8. Het voorgaande leidt tot de conclusie dat het besluit in de bezwaarprocedure naar verwachting geen stand zal kunnen houden, in ieder geval niet in deze vorm.

Conclusie en gevolgen

9. De voorzieningenrechter wijst het verzoek toe en treft de voorlopige voorziening dat het besluit van 23 juni 2023 wordt geschorst tot zes weken na bekendmaking van de beslissing op bezwaar en bepaalt dat verweerder de betalingen van de uitkering aan verzoeker hervat overeenkomstig de voor hem geldende norm.
9.1.
Omdat de voorzieningenrechter het verzoek toewijst moet verweerder het griffierecht aan verzoeker vergoeden en krijgt verzoeker een vergoeding van zijn proceskosten. Verweerder moet deze vergoeding betalen. De vergoeding is met toepassing van het Besluit proceskosten bestuursrecht als volgt berekend. Voor de rechtsbijstand door een gemachtigde krijgt verzoeker een vast bedrag per proceshandeling. De gemachtigde heeft het verzoekschrift ingediend en aan de zitting deelgenomen.
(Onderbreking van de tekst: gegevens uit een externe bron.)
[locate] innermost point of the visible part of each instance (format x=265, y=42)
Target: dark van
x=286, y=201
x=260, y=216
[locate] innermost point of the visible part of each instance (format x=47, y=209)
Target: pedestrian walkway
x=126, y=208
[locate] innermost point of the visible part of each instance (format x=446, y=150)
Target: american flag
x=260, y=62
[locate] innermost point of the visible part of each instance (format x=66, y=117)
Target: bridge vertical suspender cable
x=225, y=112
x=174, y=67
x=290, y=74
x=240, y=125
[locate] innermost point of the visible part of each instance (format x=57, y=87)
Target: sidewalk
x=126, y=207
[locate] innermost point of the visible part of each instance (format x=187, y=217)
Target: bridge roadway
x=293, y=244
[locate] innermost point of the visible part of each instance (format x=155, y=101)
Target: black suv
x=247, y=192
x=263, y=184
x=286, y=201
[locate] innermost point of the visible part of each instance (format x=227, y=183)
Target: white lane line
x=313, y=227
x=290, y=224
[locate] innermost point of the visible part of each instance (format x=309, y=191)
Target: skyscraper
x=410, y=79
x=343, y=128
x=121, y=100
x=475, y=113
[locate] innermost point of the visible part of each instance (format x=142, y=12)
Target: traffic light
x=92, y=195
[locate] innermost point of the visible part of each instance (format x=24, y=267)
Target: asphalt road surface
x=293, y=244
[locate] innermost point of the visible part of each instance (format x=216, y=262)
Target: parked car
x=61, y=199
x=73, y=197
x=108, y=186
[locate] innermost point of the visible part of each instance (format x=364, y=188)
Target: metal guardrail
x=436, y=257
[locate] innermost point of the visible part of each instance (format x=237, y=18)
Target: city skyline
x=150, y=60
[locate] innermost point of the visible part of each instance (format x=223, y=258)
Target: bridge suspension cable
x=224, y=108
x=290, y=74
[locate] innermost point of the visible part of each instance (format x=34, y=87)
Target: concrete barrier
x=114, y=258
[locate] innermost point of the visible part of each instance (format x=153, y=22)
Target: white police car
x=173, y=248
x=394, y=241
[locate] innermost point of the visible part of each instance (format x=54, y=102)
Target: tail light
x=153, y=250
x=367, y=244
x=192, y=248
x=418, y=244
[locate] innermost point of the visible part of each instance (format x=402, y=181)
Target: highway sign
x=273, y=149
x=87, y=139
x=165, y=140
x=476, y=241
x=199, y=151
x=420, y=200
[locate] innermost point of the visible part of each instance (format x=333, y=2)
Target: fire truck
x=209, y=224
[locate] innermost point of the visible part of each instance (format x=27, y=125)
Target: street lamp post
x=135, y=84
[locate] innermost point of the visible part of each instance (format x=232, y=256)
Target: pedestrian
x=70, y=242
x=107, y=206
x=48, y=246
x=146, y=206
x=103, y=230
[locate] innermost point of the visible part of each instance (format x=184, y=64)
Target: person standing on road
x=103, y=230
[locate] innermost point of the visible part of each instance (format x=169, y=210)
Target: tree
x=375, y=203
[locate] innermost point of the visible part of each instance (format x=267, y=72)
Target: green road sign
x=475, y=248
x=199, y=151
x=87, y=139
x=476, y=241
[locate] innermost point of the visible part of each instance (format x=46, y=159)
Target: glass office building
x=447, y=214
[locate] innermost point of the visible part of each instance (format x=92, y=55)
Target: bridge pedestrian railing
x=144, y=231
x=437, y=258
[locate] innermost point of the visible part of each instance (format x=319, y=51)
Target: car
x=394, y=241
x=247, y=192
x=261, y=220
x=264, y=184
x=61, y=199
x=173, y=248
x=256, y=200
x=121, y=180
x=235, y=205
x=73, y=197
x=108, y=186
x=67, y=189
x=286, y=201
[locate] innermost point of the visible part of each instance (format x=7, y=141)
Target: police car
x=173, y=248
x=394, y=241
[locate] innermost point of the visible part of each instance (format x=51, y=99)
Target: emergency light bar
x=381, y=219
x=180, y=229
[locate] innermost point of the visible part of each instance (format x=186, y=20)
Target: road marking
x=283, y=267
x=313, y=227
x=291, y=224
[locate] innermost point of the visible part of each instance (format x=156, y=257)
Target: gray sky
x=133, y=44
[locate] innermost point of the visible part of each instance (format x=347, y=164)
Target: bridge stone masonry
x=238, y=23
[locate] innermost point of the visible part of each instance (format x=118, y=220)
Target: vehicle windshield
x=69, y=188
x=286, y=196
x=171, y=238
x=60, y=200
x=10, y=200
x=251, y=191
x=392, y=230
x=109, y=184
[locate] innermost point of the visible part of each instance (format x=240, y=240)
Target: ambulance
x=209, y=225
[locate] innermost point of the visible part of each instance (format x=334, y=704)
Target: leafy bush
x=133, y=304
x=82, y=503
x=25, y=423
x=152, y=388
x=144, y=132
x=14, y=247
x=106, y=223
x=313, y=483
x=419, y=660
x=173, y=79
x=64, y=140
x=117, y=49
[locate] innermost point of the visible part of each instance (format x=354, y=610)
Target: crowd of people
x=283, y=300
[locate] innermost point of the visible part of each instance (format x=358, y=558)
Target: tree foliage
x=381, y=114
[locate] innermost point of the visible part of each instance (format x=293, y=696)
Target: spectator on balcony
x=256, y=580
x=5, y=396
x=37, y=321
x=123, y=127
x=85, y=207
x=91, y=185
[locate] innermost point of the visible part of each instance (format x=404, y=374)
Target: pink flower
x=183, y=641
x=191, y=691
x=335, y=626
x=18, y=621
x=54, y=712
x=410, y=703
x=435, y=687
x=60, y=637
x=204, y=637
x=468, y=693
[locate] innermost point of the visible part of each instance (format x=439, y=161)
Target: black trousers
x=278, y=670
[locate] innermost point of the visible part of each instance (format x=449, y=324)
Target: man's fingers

Elke proceshandeling heeft een waarde van € 837,-. De vergoeding bedraagt dan in totaal € 1.674,-.

Beslissing

De voorzieningenrechter:
- wijst het verzoek om voorlopige voorziening toe;
- schorst het primaire besluit van 23 juni 2023 tot zes weken na bekendmaking van de beslissing op bezwaar;
- bepaalt dat verweerder de betalingen van de uitkering aan verzoeker hervat overeenkomstig de voor hem geldende bijstandsnorm;
- draagt verweerder op het door verzoeker betaalde griffierecht van € 50,- aan verzoeker te vergoeden;
- veroordeelt verweerder in de proceskosten van verzoeker tot een bedrag van € 1.674,-.
Deze uitspraak is gedaan door mr. K. van Dijk, voorzieningenrechter, in aanwezigheid van mr. M.E. Kleijn, griffier. De uitspraak is uitgesproken in het openbaar op 10 juli 2023.
griffier
voorzieningenrechter
Een afschrift van deze uitspraak is verzonden aan partijen op:

Tegen deze uitspraak staat geen hoger beroep of verzet open.